College of Education conducts first Massive Open Online Course

University of Hawaiʻi at Mānoa
Contact:
Jennifer Parks, (808) 956-0416
Communications Coordinator, College of Education
Posted: Oct 13, 2014

A screenshot of the course's home page.
A screenshot of the course's home page.

The UH Mānoa College of Education Department of Learning Design and Technology (LTEC) conducted its first ever Massive Open Online Course (MOOC). Introduction to E-Learning is a newer online model that combines the ability to deliver courses on a large scale with a focus on sustaining community. The course, which ran from July 7-31, 2014, is featured in Delta Sky’s October 2014 issue in an article titled, "The Social Club."

Taken as a regular LTEC course for university credit or for free without, the MOOC is research-based and filled with practical suggestions. There were 64 students -- including beginners to online learning and teaching, university faculty and staff interested in enhancing their own instruction, and IT personnel looking for professional development -- who registered for the inaugural course.

Introduction to E-Learning uses open content with a copyright license from Creative Commons, a nonprofit organization that enables the sharing and use of creativity and knowledge through free legal tools. During the course, students work in a transparent community, via social media, in real time and on their own. Instructors, Michael Menchaca and Jonathan Kevan, also built in an evaluation system through which students rate assignments and provide feedback about the instructors who then make immediate changes.

Each module serves as a step toward the culminating project, an original online design. These final projects automatically become part of a growing resource of publicly available material. The designs produced by the first group of students included everything from an introduction to computer programs to grooming tips as well as a multitude of instructional guides for writing, disability studies, robotics, language acquisition, and game-based learning among others.

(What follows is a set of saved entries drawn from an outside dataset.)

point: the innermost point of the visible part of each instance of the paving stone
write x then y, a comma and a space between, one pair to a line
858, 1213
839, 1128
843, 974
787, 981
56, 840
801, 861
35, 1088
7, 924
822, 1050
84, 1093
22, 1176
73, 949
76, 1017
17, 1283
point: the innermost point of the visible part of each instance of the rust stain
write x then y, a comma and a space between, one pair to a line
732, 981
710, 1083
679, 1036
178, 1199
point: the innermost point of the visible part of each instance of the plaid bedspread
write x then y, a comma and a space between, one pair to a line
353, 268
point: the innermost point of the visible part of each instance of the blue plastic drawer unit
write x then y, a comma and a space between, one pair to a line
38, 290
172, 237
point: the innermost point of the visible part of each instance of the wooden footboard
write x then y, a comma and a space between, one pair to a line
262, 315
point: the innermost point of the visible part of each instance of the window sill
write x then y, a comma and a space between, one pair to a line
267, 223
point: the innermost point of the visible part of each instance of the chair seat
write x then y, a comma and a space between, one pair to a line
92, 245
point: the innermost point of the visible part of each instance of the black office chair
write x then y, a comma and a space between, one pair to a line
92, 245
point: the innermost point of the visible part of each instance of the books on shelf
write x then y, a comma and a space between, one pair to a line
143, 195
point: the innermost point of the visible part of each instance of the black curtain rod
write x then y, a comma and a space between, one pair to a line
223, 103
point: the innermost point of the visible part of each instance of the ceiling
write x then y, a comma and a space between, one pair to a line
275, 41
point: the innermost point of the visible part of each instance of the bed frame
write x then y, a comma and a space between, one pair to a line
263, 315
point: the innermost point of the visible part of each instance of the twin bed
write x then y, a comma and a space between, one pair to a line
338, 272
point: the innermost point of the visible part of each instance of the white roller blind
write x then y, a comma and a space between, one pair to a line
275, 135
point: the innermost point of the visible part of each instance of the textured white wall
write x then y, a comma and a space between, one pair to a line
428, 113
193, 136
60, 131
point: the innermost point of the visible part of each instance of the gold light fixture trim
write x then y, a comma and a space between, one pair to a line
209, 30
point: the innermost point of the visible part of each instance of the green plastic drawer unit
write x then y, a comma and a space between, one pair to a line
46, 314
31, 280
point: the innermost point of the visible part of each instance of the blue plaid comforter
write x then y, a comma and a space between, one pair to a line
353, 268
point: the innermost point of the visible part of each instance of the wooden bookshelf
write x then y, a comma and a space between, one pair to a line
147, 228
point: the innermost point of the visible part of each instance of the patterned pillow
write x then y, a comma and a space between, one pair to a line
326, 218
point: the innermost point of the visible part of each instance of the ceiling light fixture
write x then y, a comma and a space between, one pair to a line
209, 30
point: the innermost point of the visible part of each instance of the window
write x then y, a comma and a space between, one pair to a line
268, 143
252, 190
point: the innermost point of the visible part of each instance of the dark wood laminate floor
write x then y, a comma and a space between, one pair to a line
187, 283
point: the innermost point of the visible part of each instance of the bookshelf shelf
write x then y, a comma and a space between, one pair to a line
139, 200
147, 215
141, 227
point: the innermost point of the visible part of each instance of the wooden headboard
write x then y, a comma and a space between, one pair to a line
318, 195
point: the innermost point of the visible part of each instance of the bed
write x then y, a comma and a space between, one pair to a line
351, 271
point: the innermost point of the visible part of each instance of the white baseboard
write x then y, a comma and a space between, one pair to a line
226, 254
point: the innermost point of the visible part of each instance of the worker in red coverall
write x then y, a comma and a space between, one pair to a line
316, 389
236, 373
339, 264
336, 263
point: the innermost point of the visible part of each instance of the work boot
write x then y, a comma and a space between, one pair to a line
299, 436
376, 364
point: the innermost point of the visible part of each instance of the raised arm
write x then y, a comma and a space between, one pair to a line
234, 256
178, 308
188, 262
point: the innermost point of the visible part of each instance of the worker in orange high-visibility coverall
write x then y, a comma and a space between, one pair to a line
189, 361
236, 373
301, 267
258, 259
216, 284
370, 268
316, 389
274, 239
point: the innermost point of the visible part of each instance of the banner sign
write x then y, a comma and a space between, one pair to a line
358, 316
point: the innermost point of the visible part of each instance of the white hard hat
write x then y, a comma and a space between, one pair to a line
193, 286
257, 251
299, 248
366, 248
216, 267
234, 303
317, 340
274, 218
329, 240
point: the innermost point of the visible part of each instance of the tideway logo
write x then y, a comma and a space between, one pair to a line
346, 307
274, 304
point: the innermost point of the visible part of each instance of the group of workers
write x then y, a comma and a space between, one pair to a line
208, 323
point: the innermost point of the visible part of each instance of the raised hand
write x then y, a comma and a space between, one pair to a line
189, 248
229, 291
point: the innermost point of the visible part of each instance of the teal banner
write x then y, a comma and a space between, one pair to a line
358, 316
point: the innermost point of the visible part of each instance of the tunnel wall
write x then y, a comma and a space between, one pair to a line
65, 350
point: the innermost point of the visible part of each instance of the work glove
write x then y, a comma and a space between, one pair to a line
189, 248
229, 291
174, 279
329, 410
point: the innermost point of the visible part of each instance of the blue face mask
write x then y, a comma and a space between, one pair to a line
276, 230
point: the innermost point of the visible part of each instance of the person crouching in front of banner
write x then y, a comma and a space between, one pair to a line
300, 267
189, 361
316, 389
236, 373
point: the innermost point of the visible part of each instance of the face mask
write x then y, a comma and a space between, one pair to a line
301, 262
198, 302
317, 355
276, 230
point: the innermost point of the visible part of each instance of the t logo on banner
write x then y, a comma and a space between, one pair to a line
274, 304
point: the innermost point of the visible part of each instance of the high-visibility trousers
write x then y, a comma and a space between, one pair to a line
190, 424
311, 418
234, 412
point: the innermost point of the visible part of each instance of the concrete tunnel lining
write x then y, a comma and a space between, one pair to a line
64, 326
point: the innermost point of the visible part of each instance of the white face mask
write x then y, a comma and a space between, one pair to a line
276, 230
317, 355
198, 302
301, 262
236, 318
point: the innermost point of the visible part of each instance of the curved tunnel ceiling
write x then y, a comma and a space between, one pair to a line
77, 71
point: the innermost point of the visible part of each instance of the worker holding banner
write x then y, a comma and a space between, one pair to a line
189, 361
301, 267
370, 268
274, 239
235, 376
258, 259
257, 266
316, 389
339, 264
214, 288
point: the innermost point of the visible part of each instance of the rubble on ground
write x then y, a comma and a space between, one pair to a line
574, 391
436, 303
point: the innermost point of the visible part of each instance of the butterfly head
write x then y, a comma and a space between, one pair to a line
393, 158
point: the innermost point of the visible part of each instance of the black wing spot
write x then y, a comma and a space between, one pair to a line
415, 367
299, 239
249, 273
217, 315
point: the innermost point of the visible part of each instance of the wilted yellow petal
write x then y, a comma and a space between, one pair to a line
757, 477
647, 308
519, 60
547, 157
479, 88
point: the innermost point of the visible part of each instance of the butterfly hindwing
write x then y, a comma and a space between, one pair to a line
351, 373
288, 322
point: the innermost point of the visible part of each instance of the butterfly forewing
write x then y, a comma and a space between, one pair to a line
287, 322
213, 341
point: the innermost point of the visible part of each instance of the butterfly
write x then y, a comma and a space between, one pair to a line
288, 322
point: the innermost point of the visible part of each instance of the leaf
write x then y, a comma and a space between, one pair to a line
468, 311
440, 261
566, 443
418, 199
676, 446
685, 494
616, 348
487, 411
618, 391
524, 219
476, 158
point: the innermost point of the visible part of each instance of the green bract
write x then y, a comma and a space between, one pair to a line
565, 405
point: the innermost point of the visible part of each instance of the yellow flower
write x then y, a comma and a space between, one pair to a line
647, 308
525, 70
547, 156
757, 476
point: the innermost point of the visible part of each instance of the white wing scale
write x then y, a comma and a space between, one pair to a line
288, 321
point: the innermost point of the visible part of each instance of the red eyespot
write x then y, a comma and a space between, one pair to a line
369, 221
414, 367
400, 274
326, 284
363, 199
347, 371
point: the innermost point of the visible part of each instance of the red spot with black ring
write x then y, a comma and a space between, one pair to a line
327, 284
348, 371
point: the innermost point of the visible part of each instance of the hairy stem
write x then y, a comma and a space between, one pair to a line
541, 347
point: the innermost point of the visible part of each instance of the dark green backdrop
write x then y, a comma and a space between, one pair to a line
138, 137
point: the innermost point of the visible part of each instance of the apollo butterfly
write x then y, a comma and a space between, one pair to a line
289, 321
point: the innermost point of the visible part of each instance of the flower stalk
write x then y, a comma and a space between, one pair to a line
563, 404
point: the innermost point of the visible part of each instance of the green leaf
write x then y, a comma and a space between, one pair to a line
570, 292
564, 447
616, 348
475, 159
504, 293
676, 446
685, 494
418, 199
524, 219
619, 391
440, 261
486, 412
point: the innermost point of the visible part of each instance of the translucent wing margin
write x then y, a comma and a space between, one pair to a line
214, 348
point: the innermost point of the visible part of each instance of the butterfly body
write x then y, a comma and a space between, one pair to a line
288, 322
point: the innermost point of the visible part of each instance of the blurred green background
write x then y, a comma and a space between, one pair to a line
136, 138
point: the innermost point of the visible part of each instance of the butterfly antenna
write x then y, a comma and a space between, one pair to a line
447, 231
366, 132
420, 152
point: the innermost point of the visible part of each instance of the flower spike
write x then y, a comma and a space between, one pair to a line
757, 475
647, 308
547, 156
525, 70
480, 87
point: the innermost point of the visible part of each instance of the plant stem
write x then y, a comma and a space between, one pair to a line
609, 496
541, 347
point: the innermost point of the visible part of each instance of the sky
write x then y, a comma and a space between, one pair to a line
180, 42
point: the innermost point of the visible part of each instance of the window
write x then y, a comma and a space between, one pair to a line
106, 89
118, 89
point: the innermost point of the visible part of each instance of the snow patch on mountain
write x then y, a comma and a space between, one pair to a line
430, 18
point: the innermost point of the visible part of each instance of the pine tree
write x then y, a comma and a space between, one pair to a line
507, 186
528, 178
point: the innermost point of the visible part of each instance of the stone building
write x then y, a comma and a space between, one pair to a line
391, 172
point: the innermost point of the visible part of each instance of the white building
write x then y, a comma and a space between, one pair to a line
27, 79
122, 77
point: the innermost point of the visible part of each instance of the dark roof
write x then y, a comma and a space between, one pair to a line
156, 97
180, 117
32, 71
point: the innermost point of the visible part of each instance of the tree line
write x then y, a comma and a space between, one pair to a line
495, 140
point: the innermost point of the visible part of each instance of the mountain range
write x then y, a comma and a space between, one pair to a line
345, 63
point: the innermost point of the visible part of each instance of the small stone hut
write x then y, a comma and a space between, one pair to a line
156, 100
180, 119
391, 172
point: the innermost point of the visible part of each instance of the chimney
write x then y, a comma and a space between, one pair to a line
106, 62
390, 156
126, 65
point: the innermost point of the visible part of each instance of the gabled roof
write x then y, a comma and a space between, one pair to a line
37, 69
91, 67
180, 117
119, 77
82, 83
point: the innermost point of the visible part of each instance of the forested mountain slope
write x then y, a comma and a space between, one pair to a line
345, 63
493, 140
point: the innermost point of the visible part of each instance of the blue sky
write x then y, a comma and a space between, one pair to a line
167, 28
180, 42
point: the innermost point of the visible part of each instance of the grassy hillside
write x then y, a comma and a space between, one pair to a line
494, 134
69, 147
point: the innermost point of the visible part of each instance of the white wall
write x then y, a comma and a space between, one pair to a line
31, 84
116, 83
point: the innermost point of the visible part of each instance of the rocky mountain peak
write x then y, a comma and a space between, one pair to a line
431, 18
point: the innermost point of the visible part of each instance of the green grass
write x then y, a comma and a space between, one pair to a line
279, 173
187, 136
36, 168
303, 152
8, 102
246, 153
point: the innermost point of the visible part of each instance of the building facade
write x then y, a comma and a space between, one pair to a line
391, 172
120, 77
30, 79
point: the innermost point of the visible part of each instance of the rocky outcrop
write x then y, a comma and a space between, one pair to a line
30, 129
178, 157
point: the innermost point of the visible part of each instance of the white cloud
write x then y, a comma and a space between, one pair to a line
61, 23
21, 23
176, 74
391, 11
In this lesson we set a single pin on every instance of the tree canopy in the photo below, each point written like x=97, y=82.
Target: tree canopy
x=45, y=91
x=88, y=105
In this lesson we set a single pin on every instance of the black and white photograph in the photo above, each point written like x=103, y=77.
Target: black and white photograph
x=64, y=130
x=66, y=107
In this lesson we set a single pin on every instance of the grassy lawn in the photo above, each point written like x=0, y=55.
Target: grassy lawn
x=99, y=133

Student evaluations of the course included the following statements:  “The site design was PHENOMENAL, and I really appreciated the interactive nature, the layout, and the ease of navigation . . .This class was one of the best designed classes that I have taken in the program. I was able to easily see how each component fit with the rest and the relevancy was obvious.”

An interview with Menchaca about the MOOC leads "The Social Club" article, which looks at Web 2.0 technologies and their effectiveness in distance learning. The article includes an impressive roster of educational technology colleagues and experts from universities and institutes around the world and suggests that social media may be the bridge between in-person classrooms and traditional distance learning.